By Brad Feuerhelm for ASX, March 2014
Aaron McEroy’s new book “I lied” is beautifully designed by Jurgen Maelfeyt for Art Paper Editions. It is a inspired continuation of McElroy’s supreme visions of poetic pantone flesh and subdued eroticism. Greatly enabled by a shift in focus towards new frontiers in metaphor due to the inclusion of landscapes and interiors, the work carriers on with a soft, but resilient look at intimacy. Still present throughout is the use of the color pink and the muted and washed out palette that drives his interest in color. The forms are reduced to the contours and folds of female skin. The images are sensitive in their transition from sex to that of lyrical engagement with desire. Nothing in the book is too blatantly on display. It reminds one more of the spaces between desire and looking more than the spectacle of looking itself.
The aforementioned interiors become allusions towards that of the absent male gaze. Playful images of black gloves, a photograph of the backside of a cardboard cut out, rocks, and blackened bananas react against the soft display of erotic grandeur. There is also a new role within the book with the inclusion of text… included haphazardly with a sharpie marker on white page… it seems to read in places like an apologetic suicide letter… a suicidal love letter… ”I hope the orange pills will allow you to forgive me”, which in turn layers the book and works with an uncomfortable gesture towards the musings and misunderstanding between people and the burden of relationships. There is that palpable feel of loss and sorrow, but also that of a very real encounter between feeling alive and feeling for another person.
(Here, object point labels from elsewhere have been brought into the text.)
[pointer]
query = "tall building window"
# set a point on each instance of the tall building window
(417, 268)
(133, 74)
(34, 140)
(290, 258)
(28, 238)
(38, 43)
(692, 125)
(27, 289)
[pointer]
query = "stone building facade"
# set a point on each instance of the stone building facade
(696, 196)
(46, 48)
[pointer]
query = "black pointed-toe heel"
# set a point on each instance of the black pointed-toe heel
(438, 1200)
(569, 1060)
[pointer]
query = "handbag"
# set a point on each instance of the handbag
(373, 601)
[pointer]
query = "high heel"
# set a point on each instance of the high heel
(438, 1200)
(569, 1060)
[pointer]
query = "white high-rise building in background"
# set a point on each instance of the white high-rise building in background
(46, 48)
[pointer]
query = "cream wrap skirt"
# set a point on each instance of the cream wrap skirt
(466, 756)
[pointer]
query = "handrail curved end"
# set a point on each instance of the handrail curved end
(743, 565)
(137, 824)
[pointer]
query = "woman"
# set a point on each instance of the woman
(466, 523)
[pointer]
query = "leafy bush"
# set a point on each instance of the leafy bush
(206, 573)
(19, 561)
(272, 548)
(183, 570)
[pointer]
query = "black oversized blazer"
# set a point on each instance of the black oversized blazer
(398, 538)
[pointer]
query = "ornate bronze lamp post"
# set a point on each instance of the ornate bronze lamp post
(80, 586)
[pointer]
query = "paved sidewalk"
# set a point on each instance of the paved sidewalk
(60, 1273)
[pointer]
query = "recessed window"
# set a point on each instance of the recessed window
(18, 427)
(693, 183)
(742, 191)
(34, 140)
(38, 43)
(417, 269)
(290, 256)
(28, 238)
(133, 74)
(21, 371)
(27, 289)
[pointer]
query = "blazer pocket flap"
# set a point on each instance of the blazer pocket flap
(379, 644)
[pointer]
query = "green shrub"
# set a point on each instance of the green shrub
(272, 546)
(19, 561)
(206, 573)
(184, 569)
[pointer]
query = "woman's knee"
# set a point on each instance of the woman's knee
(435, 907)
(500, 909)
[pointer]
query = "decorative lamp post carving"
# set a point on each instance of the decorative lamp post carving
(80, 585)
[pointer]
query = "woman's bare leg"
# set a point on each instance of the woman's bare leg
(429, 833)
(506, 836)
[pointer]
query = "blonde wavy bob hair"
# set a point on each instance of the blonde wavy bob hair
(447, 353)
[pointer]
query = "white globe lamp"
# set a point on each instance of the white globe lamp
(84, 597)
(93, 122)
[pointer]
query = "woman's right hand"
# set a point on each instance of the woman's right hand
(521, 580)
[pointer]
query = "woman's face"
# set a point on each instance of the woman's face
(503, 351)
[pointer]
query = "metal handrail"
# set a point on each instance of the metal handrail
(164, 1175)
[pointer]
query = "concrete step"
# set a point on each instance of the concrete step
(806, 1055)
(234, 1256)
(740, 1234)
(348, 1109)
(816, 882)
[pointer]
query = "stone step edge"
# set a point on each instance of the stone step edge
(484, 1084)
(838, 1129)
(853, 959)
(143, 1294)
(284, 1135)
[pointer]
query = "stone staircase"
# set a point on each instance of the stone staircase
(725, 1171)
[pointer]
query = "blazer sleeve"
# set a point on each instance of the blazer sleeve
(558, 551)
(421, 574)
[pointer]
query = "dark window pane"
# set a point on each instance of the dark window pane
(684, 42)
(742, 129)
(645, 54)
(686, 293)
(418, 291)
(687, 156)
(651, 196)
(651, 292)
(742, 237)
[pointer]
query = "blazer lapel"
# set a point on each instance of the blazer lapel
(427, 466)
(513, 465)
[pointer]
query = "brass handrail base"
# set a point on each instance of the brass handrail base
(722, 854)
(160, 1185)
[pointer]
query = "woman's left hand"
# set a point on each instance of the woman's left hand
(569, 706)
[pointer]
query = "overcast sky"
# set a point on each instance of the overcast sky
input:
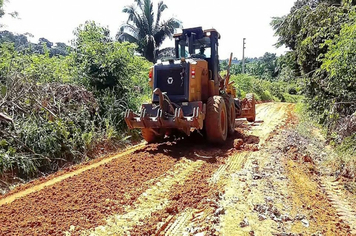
(250, 19)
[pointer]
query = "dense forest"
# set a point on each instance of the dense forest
(64, 104)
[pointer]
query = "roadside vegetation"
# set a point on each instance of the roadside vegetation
(321, 38)
(62, 109)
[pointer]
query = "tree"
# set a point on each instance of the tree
(1, 8)
(146, 30)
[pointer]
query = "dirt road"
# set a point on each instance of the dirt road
(187, 187)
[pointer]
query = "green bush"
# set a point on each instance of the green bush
(63, 107)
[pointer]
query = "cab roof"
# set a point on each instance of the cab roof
(198, 31)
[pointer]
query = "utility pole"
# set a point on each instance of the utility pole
(243, 55)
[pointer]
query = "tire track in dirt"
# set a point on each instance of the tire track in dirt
(150, 201)
(204, 218)
(155, 192)
(336, 195)
(84, 200)
(16, 195)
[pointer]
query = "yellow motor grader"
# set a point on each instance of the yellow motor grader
(189, 94)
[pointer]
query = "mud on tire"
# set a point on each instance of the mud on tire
(231, 114)
(251, 99)
(216, 120)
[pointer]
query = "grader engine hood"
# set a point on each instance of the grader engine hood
(170, 107)
(172, 79)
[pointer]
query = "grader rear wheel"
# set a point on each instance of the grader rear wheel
(216, 122)
(251, 99)
(151, 136)
(231, 114)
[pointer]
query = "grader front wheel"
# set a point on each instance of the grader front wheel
(216, 122)
(231, 114)
(252, 103)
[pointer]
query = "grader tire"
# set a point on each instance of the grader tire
(150, 136)
(251, 98)
(216, 120)
(231, 114)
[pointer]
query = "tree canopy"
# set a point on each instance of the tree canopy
(146, 28)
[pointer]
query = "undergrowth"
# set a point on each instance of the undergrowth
(265, 90)
(341, 157)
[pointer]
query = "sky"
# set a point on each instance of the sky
(234, 20)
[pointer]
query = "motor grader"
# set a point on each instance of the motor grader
(189, 94)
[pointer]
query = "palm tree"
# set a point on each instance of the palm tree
(144, 29)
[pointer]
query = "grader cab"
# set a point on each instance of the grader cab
(189, 94)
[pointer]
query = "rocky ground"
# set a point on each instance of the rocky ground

Having followed McElroy’s work for the past couple of years, I find this his strongest body of work to date as he is beginning to take more chances with his aesthetic. Where before, the eroticism was charged and more obvious, he is now focusing on the spaces between and for that reason alone, I feel it worthwhile to champion his vision and new works. A great success to this series in book format is Jurgen Maelfeyt’s eloquent pacing and punctuating edit of non-coporeal imagery. Hats and gloves off, the work does not disappoint.